A car is speeding at constant velocity of 30ms-1 in an 80kmh-1 zone as it passes a stationary police motorcycle hiding. The motorcycle starts to accelerate at 5ms-2 at the same instant the car passes it and continues for 8 seconds. It then stops accelerating and maintains its speed until it catches the car.

a) How long does it take for the motorcycle to catch up to the car?
b) How far did the motorcycle travel before catching up to the car?

Please explain how you got the answer

The distance the motorcycle and the car go is the same. So set up an equation for the distance the motorcycle goes and it will equal the car's accelerating distance and constant distance. You can use d=rt for the constant portions.

thanks :)

To solve this problem, we can break it down into two parts: the initial acceleration of the motorcycle and the subsequent constant speed of the motorcycle.

a) How long does it take for the motorcycle to catch up to the car?
1. Convert the speed limit of the car from kilometers per hour (km/h) to meters per second (m/s). We can do this by dividing by 3.6 since 1 km/h is equal to (1/3.6) m/s.
Speed limit = 80 km/h = (80/3.6) m/s = 22.22 m/s

2. Determine the initial distance between the motorcycle and the car at the instant when the motorcycle starts to accelerate.
To do this, we need to calculate the distance traveled by the car in the 8 seconds.
Distance car traveled = velocity × time = 30 m/s × 8 s = 240 m

3. Calculate the initial velocity of the motorcycle at the instant when it starts accelerating.
The initial velocity of the motorcycle is the same as the car's velocity since it is stationary when the car passes it.
Initial velocity of motorcycle = 30 m/s

4. Use the equation of motion for the motorcycle to find the time it takes for it to catch up to the car.
The equation for distance traveled during uniform acceleration is given by: s = ut + (1/2)at^2
where s = distance, u = initial velocity, a = acceleration, and t = time.

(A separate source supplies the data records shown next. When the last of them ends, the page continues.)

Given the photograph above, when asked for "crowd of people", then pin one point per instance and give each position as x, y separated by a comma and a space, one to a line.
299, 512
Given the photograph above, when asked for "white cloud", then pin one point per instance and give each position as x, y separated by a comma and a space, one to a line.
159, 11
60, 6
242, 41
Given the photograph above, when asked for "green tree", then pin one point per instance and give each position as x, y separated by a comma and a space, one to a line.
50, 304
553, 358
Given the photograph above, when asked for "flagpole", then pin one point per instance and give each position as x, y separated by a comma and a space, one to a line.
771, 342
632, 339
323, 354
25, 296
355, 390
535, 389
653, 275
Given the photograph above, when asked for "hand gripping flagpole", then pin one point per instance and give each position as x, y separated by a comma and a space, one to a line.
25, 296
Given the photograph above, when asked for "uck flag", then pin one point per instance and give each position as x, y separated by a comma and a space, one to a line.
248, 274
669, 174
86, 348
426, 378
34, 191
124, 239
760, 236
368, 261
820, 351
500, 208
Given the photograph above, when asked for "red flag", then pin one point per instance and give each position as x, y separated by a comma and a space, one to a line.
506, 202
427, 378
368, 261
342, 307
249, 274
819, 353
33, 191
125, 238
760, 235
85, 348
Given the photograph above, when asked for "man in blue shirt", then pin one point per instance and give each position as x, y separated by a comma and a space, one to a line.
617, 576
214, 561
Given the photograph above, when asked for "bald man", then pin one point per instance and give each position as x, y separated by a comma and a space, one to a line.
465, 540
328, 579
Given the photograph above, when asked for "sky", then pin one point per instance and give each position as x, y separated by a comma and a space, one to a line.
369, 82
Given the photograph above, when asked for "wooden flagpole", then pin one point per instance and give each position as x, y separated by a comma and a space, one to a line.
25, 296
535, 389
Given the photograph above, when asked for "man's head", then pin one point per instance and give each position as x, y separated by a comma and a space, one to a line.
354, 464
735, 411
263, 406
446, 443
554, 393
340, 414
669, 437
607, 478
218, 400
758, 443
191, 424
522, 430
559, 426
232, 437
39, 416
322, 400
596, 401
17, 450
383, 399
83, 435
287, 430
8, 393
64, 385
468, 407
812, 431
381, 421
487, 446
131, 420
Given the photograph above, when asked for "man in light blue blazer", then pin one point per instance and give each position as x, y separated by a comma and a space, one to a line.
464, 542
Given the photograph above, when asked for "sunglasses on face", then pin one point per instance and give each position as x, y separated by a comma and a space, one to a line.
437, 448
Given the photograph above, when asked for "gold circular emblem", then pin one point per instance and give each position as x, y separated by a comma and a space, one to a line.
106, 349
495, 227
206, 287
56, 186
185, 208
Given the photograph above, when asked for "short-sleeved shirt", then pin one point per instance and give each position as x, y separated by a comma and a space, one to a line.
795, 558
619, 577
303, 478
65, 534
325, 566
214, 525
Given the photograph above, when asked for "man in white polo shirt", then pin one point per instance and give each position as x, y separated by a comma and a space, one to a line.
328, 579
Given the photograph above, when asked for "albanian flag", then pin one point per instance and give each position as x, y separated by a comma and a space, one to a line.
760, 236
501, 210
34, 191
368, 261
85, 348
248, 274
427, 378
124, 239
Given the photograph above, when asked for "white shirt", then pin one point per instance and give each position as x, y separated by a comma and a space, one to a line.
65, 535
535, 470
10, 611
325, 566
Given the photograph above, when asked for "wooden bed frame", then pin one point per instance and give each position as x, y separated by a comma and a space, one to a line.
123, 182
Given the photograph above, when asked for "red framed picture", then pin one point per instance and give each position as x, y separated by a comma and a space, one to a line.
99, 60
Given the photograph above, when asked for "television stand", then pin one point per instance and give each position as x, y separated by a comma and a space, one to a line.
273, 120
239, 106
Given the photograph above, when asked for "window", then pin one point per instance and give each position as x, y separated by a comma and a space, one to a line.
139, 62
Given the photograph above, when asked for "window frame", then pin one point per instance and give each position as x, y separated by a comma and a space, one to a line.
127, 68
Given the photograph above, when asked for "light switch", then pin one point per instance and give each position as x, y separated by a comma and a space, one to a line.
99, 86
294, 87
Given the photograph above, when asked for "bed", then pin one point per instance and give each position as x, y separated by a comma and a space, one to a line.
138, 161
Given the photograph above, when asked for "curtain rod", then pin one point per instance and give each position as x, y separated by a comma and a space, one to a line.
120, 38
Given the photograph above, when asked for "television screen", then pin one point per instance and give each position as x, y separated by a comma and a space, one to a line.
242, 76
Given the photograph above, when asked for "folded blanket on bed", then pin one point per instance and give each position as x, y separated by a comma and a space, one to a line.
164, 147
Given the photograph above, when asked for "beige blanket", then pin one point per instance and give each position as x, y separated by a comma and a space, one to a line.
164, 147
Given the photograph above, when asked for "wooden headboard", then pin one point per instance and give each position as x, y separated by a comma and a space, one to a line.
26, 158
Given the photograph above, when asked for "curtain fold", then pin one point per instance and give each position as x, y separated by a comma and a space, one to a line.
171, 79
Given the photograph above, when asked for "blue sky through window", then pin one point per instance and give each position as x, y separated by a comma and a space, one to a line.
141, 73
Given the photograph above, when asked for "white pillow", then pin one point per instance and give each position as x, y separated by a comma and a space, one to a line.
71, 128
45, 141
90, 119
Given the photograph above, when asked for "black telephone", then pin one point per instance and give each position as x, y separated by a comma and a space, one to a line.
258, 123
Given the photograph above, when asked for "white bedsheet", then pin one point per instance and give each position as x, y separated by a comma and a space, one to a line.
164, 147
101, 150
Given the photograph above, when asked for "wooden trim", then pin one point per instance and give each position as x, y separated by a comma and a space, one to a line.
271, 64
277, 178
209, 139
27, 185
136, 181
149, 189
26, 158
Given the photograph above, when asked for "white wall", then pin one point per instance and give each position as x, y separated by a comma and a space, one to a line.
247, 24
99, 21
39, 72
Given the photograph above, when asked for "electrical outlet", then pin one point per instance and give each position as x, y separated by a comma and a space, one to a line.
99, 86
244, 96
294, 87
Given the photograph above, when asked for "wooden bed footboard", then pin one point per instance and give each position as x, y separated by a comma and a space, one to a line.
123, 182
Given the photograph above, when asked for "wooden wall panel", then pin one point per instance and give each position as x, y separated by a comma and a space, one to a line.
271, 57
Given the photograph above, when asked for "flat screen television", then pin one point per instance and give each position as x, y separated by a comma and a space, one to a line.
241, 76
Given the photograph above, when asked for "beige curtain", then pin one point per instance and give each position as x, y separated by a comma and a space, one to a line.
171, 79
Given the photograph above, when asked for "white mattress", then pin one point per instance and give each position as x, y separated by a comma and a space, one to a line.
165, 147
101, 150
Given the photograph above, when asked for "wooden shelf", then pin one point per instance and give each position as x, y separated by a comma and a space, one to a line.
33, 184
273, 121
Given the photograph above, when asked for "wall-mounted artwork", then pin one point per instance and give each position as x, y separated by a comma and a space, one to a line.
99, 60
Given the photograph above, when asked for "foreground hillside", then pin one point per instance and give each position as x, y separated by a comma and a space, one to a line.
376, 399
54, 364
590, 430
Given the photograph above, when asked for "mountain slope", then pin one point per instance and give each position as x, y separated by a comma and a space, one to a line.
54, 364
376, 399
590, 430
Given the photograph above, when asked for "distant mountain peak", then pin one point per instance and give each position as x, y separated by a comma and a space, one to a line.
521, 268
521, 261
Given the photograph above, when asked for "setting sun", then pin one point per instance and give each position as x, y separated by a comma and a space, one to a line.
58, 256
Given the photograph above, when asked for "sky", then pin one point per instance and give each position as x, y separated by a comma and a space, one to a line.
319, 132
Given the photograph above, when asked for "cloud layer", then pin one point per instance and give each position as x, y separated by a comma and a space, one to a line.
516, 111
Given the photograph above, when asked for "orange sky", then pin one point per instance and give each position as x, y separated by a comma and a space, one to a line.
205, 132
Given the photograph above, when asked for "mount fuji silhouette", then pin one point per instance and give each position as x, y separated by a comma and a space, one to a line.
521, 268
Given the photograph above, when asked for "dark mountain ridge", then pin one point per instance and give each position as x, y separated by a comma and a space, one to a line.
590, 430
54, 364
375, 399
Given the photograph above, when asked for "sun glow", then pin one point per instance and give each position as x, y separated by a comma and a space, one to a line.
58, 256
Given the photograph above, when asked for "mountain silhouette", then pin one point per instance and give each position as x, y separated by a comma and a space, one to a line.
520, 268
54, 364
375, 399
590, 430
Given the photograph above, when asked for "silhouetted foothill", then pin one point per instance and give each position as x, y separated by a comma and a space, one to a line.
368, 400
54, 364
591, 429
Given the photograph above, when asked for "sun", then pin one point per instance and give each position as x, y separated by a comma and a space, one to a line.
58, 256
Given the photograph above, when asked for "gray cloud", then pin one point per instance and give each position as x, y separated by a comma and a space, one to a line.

Since we want to find the time when the motorcycle catches up to the car, we set the distance traveled by the motorcycle equal to the initial distance between the car and motorcycle.
Therefore, 240 = (30 × t) + (1/2)(5)(t^2)

Simplify and rearrange the equation to solve for t:
240 = 30t + (5/2)t^2 => 5t^2 + 60t - 480 = 0

Solve this quadratic equation either by factoring, completing the square, or using the quadratic formula.
Either 5(t + 8)(t - 12) = 0 => t = -8 or t = 12
Since time cannot be negative in this context, the motorcycle catches up to the car after 12 seconds.

b) How far did the motorcycle travel before catching up to the car?
1. Using the time calculated in the previous step (t = 12 seconds), substitute it into the equation of motion for the motorcycle to find the distance traveled by the motorcycle during acceleration.
s = ut + (1/2)at^2
s = 30(12) + (1/2)(5)(12^2)
s = 360 + 360 = 720 meters

2. Determine the distance traveled by the motorcycle after it stops accelerating.
Since the motorcycle maintains a constant velocity after accelerating, the distance traveled can be calculated using the equation: distance = velocity × time.
Distance = 22.22 m/s × 12 s = 266.64 meters

3. The total distance traveled by the motorcycle before catching up to the car is the sum of the distances calculated above.
Total distance = distance during acceleration + distance after acceleration
Total distance = 720 meters + 266.64 meters = 986.64 meters

Therefore, the motorcycle takes 12 seconds to catch up to the car, and it travels 986.64 meters before catching up to the car.